1800’lü yıllarda ilan edilen Sanayi Devrimi ile atmosfere salınan insan kaynaklı karbon miktarı günümüze kadar artış göstermiştir. Bu artış, dünya sıcaklığının da artmasına neden olmakla beraber, iklim değişikliğinin de en büyük sebebi olarak gösterilmektedir.
Sera gazı olarak bildiğimiz, güneşten gelen ışınların tutulup tekrar tekrar dünyaya yansımasını sağlayan gaz, aslında yapılan karbon salınımları sonucu oluşan gazdır. Güneşten gelen ışınlar yeryüzünden tekrar yansıyarak dünyanın aşırı ısınması engellenir. Ancak dünyadan yansıyan bu ışınlar sera gazları tarafından tutularak dünyanın ısınmasına neden olur. Nihayetinde küresel ısınma gerçekleşmiş olur. Araştırmalara göre bilim insanları tarafından 1015 kilogram (1 katrilyon ton) karbon salınımının Dünya’nın ortalama sıcaklığında yaklaşık bir derecelik artışa neden olduğu belirlenmiştir.[1] Karbon salınımında baş aktör olarak fosil yakıtları gösterebileceğimiz gibi, okyanuslar da ne yazık ki bu duruma neden olan bir diğer aktördür.
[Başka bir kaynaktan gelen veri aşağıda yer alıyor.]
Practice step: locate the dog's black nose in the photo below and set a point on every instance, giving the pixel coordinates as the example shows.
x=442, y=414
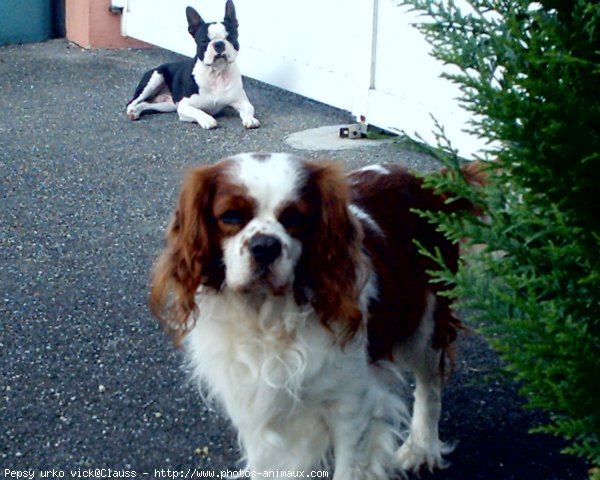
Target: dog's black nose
x=265, y=249
x=219, y=46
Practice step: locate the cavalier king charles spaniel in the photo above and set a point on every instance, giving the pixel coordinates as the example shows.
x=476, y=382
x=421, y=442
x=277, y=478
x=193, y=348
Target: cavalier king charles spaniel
x=297, y=291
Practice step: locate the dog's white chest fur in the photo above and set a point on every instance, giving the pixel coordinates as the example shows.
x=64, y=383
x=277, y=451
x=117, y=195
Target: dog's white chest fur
x=281, y=378
x=218, y=88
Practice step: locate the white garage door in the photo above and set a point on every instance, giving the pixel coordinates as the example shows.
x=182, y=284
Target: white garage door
x=358, y=55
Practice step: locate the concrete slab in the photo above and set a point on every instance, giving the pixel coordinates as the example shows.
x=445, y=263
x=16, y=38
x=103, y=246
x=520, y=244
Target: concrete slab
x=328, y=138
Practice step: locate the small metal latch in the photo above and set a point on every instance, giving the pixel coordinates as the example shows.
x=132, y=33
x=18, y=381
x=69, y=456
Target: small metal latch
x=117, y=6
x=352, y=131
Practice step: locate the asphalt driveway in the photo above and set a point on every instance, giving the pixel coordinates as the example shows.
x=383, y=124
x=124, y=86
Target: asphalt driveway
x=87, y=378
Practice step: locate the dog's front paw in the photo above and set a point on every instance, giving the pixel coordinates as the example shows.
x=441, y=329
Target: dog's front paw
x=132, y=113
x=207, y=123
x=250, y=123
x=413, y=456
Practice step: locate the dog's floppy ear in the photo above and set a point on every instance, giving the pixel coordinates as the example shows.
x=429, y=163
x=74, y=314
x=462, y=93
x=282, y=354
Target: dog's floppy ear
x=191, y=256
x=230, y=15
x=332, y=260
x=194, y=20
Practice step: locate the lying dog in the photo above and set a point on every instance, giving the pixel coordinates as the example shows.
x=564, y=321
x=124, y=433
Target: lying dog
x=292, y=287
x=200, y=87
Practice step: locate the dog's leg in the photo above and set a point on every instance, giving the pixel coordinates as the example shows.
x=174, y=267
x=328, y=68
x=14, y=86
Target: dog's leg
x=188, y=113
x=365, y=434
x=423, y=446
x=246, y=111
x=151, y=84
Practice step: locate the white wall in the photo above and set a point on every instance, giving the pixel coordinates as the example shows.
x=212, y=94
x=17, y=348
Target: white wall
x=358, y=55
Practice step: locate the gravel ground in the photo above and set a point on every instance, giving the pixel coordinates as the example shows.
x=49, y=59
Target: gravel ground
x=88, y=380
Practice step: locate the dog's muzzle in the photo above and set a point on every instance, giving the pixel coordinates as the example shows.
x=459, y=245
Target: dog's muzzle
x=265, y=249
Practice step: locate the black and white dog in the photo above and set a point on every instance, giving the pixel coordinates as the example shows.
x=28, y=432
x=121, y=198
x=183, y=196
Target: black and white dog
x=200, y=87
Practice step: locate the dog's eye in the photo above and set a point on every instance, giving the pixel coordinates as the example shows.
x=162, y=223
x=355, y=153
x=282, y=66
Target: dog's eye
x=232, y=217
x=292, y=219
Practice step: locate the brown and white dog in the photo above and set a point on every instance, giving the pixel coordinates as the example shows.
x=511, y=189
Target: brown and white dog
x=294, y=290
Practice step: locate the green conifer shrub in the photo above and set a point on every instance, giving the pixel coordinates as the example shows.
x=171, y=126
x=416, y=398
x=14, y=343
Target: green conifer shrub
x=530, y=74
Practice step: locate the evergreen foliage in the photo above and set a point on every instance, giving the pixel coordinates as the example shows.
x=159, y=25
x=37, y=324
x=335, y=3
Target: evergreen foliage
x=530, y=74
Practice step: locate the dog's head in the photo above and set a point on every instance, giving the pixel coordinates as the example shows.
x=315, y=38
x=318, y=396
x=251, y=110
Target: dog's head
x=215, y=41
x=262, y=225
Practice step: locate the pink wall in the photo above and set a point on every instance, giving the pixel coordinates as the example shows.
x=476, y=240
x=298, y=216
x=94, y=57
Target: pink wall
x=90, y=24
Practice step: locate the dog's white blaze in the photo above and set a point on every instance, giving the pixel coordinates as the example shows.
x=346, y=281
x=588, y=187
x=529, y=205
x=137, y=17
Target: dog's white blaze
x=217, y=31
x=270, y=181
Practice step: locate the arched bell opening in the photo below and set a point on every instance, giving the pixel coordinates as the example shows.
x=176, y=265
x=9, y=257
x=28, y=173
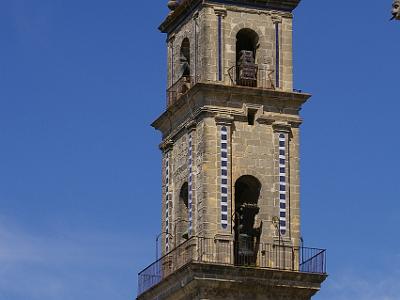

Gün boyunca yaptığımız işlerden, alıp verdiğimiz nefesten, sürdüğümüz arabadan, yaşadığımız iş kazaları ve daha nice insan faaliyetinden meydana gelen karbondioksit nerede birikiyor hiç düşündünüz mü? Belki hepimizin aklına ilk olarak hava gelecek. Doğru bir bakıma ancak, en çok toprak ve okyanuslarda biriktiği bilim insanları tarafından uzun zamandır bilinmektedir.
Ancak yapılan yeni araştırmalar sonucunda okyanuslardan bile daha fazla karbon tutan su kütlelerinin varlığına rastlanmıştır. Fiyort olarak bilinen bu yeryüzü oluşumları denizin buzul vadilerini basması sonucu oluşmaktır. Karaların iç kesimlerine kadar ulaşan fiyortlar uzun, ince bir yapıya sahip olup genellikle çok derin körfezlerdir. İki tarafı dik yamaçlarla çevrili bu yapılar karbon tutuma açısından okyanuslardan daha başarılıdırlar.
Bir kıyı tipi olarak da bahsedebileceğimiz fiyortlara en çok Norveç, Grönland, Alaska gibi kuzey ülkelerinde rastlamaktayız. Buzullar tarafından oluşturulan fiyortlar okyanusların kilometre başına tuttuğu karbonun yüz katı kadar karbon tutmaktadır. Etrafındaki dik yamaçlardan hızla akan nehirler fiyortları beslemektedir. Fiyortlar şekil itibariyle ve yapısal olarak organik maddeyi etkili biçimde depolayabilmektedir.
Doğal karbon konteynırı olarak görebileceğimiz fiyortlar doğa harikası sayabileceğimiz eşsiz yapılardır.